Seduti a tavola, gli uni di fronte agli altri. Credenti e non credenti, ognuno col proprio bagaglio di diversità. Parlare e conoscersi. Questa è la ricetta di una serata riuscita, quella organizzata dalla Comunità islamica di Fusignano nella serata di domenica 3 luglio al civico 25 di via dell’artigianato in occasione dell’Iftar, la festa che ha interrotto per una serata il Ramadan, mese sacro all’Islam, chiuso ufficialmente nella serata di martedì 6.
Bensadiq, com’è andata la festa dell’Iftar?
«E’ andata bene.

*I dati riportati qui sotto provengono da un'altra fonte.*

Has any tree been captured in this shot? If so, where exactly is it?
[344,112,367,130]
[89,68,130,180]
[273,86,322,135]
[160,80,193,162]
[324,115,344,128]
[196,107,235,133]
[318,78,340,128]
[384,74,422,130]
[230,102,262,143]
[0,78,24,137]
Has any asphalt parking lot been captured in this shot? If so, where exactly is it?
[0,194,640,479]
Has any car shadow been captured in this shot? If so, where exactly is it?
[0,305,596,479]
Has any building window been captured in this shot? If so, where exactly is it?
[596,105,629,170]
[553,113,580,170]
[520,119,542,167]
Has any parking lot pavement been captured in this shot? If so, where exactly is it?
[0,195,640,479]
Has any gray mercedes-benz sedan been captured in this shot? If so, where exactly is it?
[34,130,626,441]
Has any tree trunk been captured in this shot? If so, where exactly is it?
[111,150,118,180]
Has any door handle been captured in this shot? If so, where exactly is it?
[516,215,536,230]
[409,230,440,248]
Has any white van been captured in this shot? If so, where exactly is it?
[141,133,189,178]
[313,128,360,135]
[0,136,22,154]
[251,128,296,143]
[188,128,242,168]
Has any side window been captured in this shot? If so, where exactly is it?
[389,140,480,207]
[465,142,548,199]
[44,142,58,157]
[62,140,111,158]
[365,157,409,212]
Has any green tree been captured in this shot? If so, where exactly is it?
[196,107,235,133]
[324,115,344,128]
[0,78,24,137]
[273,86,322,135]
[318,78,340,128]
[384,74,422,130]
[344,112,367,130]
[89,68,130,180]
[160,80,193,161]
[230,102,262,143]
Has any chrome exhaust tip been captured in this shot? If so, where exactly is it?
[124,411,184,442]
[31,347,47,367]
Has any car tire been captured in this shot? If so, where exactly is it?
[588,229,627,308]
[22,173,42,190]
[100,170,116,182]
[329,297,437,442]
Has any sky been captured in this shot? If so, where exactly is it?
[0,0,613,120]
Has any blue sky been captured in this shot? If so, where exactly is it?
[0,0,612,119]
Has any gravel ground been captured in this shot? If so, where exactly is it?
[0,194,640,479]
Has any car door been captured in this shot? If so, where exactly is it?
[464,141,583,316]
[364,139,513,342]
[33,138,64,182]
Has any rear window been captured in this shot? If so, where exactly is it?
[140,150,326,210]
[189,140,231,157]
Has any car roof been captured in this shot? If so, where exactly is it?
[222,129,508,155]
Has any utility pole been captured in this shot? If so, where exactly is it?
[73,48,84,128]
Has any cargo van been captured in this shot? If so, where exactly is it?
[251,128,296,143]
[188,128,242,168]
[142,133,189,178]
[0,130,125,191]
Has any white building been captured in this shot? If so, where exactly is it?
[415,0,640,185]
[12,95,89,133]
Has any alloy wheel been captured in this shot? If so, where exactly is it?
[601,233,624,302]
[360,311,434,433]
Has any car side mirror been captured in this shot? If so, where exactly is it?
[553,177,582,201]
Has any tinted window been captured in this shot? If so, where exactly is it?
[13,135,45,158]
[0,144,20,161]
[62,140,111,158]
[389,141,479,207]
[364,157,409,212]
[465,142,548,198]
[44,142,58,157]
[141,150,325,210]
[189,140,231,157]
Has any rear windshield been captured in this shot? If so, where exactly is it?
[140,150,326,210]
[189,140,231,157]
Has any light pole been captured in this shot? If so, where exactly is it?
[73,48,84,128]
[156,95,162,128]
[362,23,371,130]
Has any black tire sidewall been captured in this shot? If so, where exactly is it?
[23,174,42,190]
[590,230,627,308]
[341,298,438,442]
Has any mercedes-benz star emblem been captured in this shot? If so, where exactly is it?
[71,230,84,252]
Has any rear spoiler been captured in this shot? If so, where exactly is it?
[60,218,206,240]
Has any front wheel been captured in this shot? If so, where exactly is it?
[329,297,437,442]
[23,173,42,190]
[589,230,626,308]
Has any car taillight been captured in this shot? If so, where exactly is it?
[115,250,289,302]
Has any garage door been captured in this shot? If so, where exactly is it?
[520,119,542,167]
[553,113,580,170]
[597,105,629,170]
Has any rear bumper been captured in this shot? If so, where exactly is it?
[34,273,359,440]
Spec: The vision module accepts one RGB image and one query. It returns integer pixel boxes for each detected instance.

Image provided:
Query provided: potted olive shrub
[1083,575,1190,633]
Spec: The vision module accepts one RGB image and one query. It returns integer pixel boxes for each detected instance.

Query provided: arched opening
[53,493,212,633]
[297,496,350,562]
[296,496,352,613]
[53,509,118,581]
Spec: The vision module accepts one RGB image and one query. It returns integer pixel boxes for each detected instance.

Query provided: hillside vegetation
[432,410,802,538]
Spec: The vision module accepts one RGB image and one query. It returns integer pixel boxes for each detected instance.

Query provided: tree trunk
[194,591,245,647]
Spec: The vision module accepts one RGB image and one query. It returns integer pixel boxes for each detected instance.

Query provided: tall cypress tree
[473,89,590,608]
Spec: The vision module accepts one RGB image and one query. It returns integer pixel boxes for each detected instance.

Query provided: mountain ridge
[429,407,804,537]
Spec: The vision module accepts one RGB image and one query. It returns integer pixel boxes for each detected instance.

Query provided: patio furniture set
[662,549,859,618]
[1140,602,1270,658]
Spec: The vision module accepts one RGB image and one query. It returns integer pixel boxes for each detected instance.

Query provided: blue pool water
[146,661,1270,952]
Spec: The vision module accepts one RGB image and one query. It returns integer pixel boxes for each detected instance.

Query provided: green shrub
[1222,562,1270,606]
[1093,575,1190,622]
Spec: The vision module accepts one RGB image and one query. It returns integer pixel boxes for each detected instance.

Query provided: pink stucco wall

Forse troppo caldo – sorride Abdellah Bensadiq, presidente delle Comunità islamiche dell’Emilia Romagna -, ma è stata un successo, vista la presenza di oltre 400 persone, con fedeli giunti da vari angoli della regione e oltre 70 persone non musulmane. C’erano rappresentanti delle istituzioni e delle associazioni di volontariato, un bell’esempio di integrazione. Vengono organizzate molte manifestazioni di questo tipo in tutta Italia, aperte a credenti e non credenti. Ma a Fusignano siamo stati tra i primi, almeno sette anni fa, e oggi l’evento è tra i più importanti».
Il centro islamico si è aperto alla comunità romagnola?
«I non credenti hanno potuto assistere alla preghiera all’interno del centro. E dal momento che musulmani e non musulmani sono abituati a formare gruppi separati, li abbiamo sistemati sui lati opposti dei tavoli, gli uni di fronte agli altri: tutti gli invitati hanno fraternizzato, cenato e dialogato tra loro. Erano tutti contentissimi».
Gli ultimi giorni di Ramadan sono stati sconvolti da paurose azioni terroristiche targate Stato islamico…
«Ovviamente tutti i partecipanti hanno condannato fermamente tutte le azioni criminali accadute in queste settimane: azioni compiute da stupidi, ignoranti, che nulla hanno a che fare con la religione. Siamo tutti addolorati per la barbara esecuzione dei nostri connazionali (Bensadiq è nato in Marocco, ma è cittadino italiano al cento per cento, nda) e gli atti che hanno colpito alcuni luoghi sacri all’Islam. Si tratta di criminali che non conoscono la vera religione. Ma qualcosa in Italia è cambiato: la gente oramai distingue tra i veri musulmani e i criminali».
Il percorso per l’integrazione è ancora lungo?
«Forse per una vera integrazione occorrerà aspettare ancora 10 o 20 anni, con ragazzi dalla cittadinanza italiana, musulmani e non, inseriti nel tessuto sociale e con un buon livello di cultura. Allora non avrà più senso parlare di integrazione, allora sarà tutto normale. Oggi noi dobbiamo promuovere un percorso, incontri aperti a musulmani e non assieme a persone esperte di religione, per far conoscere il vero Islam. I versetti del Corano parlano di pace, solo la loro interpretazione sbagliata può fare male. L’ignoranza è un male che vogliamo combattere insieme, promuovendo conoscenza e amicizia».